Since we've found ourselves in something of a mid-winter lull (or is it the eye of the storm perhaps? I’m not sure) I thought it was a good time to start putting plans together for spring.
And I've got to admit – it’s got me feeling a bit overwhelmed (though spending too much time in the planning stage has never served me very well. Let's just say I could be the poster child for the the expression, "Get out of your head and into your life.")
For anyone who’s been reading since the beginning, yes, it doesn't take much for me to get feeling overwhelmed. And for those of you thinking to yourself, “For goodness sake’s girl, stop worrying so much and go plant yourself a tomato,” you’re probably right.
But here’s the thing. While I've always loved poking around in the dirt, our backyard at our house in the burbs was all shade. Any vegetables I started from seed (some tomatoes and herbs, I think a bean plant or two) were stuck in pots and shuffled around to chase the meagre rays of dappled sunlight.
While it’s possible to cultivate amazing container gardens, my veggies never did very well (my shade garden was quite lovely though, filled with hostas and bleeding hearts, impatiens, hydrangeas and bee balm.)
At the farm, the sky is truly the limit and I’m faced with loads of decisions and choices – heirloom seeds versus hybrids, early, mid or late season varieties (or all three), what veggies should I plant with which flowers, how should I configure my beds and when will I ever find the time to figure out a drip irrigation system fed by rain barrels?
You might argue, that’s just logistics.
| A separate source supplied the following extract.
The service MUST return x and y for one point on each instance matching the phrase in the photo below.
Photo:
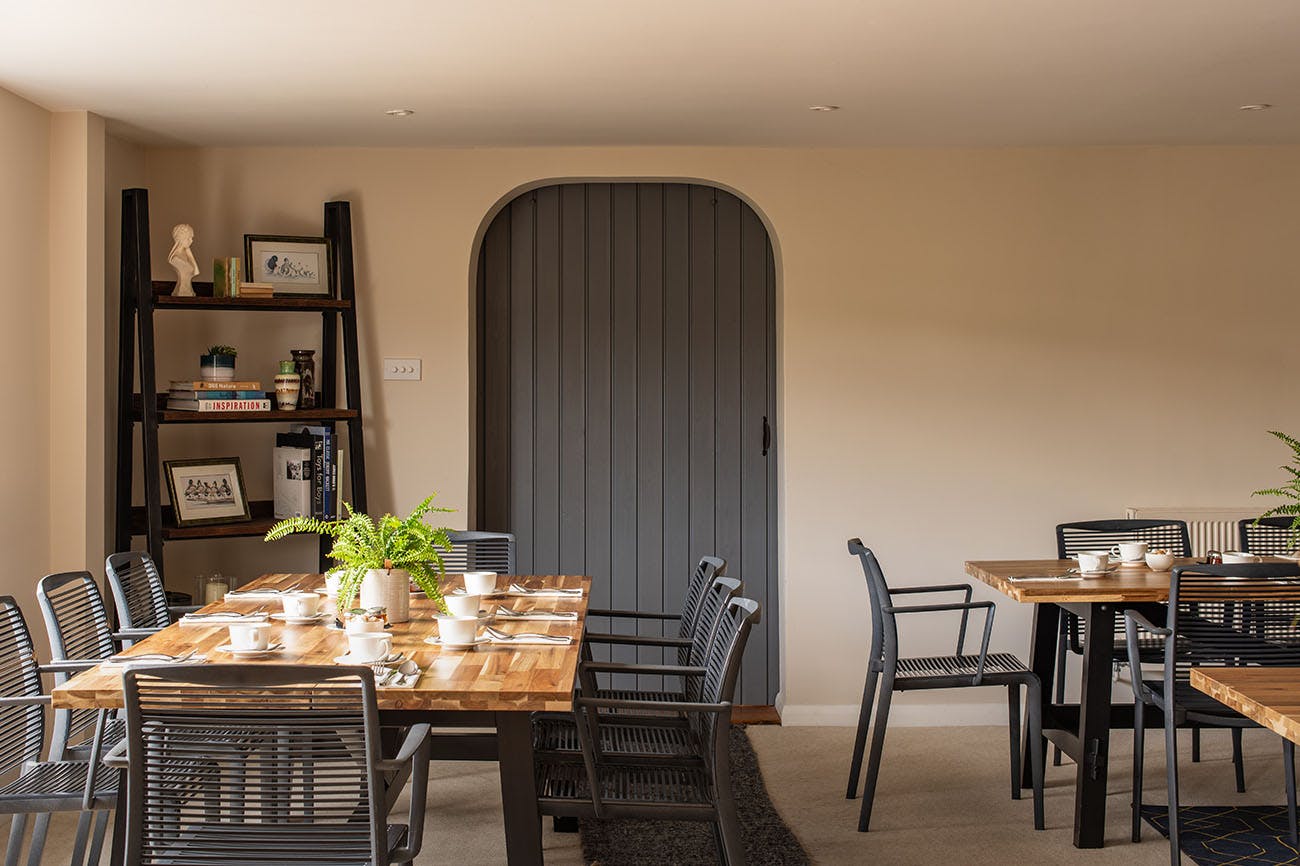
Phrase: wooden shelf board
(203, 299)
And technically, it is. But that’s not so apparent once you’ve made cultivating a garden much more significant that just poking around in the dirt and growing for the sheer pleasure of it.
With all this talk of climate change, peak oil, long food miles, tainted produce and food recalls, factory farming, GMOs, not to mention the words “global economic downturn,” I’ve decided that becoming more self-reliant isn’t simply a lifestyle choice – it’s a necessity.
Now do you see where the “overwhelmed” part comes in?
I'm looking to make the “right” decisions and "optimize my prospects for success". (Remember, recovering type-A personality here.) And yet with each gardening book, magazine and seed catalogue I read, I find myself getting worked up into a bigger and bigger tizzy.
Then just this morning, I read this passage in the book, “Crockett’s Victory Garden”:
What a lovely, simple message: it’s about gardeners doing their part.
“There is no mystery about gardening, just the wondrous fact that seed time and harvest occur each year, generation after generation, wherever the soil is tilled.
If gardeners do their part, they can confidently expect the miracle to continue as it has through all time.”
What I like about this passage is that it appeals to the activist in me -- do your part for the cause (think Victory Gardens from the war years) -- but it’s also about just doing your part in the garden. Show up, start small, revell in the successes and learn, graciously, from the mistakes.
That's what I got out of it, at least.
Now if you'll excuse me, I’m off to go find a seed catalogue and write me a veggie wish list for this year’s garden. It’s a tough job, but somebody’s got to do it, all in the name of doing one's part.
In the meantime, if anyone would like to share their experiences with their first veggie garden, I'd love to hear all about it!